I want to highlight this paragraph from the post:
> Here at Google Cloud, we want to provide customers with the best cloud for every ML workload and will offer a variety of high-performance CPUs (including Intel Skylake) and GPUs (including NVIDIA’s Tesla V100) alongside Cloud TPUs.
We fundamentally want Google Cloud to be the best place to do computing. That includes AI/ML and so you’ll see us both invest in our own hardware, as well as provide the latest CPUs, GPUs, and so on. Don’t take this announcement as “Google is going to start excluding GPUs”, but rather that we’re adding an option that we’ve found internally to be an excellent balance of time-to-trained-model and cost. We’re still happily buying GPUs to offer to our Cloud customers, and as I said elsewhere the V100 is a great chip. All of this competition in hardware is great for folks who want to see ML progress in the years to come.
AMD hopefully has a team writing such patches now. It makes business sense for them to do so.
Google is getting even more price gouging from Nvidia than the general public, and has even more incentive to level the playing field.
We know V100 is FP16/FP32 on their tensor cores, when will you follow suit?
Edit: sort of, from https://www.theregister.co.uk/2017/12/14/google_tpu2_specs_i...
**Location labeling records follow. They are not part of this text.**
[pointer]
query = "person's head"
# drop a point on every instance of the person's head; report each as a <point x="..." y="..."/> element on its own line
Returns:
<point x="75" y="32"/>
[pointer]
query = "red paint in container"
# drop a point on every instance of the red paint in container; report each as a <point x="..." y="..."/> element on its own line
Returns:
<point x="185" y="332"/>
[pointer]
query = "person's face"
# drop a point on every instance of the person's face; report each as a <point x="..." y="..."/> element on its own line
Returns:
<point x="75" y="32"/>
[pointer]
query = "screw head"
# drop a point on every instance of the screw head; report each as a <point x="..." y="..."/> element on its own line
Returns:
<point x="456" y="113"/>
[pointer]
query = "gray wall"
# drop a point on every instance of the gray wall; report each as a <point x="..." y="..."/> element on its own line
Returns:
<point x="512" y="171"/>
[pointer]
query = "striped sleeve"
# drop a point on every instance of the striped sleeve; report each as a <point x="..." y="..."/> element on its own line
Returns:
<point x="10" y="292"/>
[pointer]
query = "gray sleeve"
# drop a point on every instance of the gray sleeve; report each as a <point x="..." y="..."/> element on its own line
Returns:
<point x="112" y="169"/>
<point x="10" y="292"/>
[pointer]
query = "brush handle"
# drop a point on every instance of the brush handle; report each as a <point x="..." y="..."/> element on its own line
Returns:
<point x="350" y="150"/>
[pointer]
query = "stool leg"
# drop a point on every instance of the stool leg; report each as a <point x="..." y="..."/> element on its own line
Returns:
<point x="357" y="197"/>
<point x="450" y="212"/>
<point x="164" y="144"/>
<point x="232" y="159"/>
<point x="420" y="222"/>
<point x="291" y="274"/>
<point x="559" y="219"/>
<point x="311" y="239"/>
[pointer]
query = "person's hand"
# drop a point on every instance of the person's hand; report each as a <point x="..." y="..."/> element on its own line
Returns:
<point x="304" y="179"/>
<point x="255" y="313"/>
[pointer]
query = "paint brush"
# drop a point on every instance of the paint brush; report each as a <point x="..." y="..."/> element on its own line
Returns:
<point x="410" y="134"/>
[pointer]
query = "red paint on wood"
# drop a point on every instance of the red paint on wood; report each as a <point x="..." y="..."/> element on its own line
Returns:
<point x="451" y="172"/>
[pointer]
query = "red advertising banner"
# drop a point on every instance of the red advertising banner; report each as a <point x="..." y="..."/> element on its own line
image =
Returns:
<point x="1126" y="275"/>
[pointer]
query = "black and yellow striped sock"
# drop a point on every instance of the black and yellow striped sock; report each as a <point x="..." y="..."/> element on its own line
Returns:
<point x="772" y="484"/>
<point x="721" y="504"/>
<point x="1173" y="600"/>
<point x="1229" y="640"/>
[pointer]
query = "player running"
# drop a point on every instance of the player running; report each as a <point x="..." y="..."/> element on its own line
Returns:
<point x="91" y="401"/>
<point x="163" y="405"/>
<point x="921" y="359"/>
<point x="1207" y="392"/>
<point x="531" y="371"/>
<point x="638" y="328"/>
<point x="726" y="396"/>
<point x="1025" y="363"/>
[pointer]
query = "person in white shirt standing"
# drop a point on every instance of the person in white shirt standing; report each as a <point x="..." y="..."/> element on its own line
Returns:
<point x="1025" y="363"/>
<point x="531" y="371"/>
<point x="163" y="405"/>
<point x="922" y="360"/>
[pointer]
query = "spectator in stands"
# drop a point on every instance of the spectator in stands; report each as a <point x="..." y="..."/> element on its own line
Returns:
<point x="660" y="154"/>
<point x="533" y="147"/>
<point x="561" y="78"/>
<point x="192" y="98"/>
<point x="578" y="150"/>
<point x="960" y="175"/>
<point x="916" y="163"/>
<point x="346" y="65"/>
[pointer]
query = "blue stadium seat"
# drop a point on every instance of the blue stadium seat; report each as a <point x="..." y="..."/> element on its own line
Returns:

"32-bit floating-point precision math units for scalars and vectors, and 32-bit floating-point-precision matrix multiplication units with reduced precision for multipliers."
So what does "reduced" mean exactly?
Once DX9 was split into DX9b and c that “advantage” went away and NVIDIA proved that 16/32 bit was better, something that ATI also had to adopt once MSFT told them enough is enough.
24bit is only better as long as it can do everything 32bit can do and it’s advantageous to build a hardware with 24bit FPUs instead of 32bit FPUs that can also do 2x16bit ops per cycle.
Basically if the silicon cost allow you to put far more 24bit FPUs than 32/16bit ones.
And history proved that this isn’t the case.
For gaming eventually even 2:1 FPUs went away since they are costlier than only 32bit FPUs with promotion.
Maybe in the future we’ll have a 24bit FPU that can also do 3 8bit ops or 16bit+8bit op per cycle if it will be more beneficial than the current 2:1 16/32bit model.
Lower. Network. Egress. Pricing. By. Two. Orders. Of. Magnitude.
Market rate is close to $1 per TB outbound. Your rate is $80-$120 per TB. That's just embarrassing.
Any plans for ryzen?
But I’d like to note that even if we were to use parts internally at Google (or not!), that for Cloud what matters is market demand. If there really was enormous customer demand for say ARM64, then we would look into it, even if the rest of Google wasn’t interested.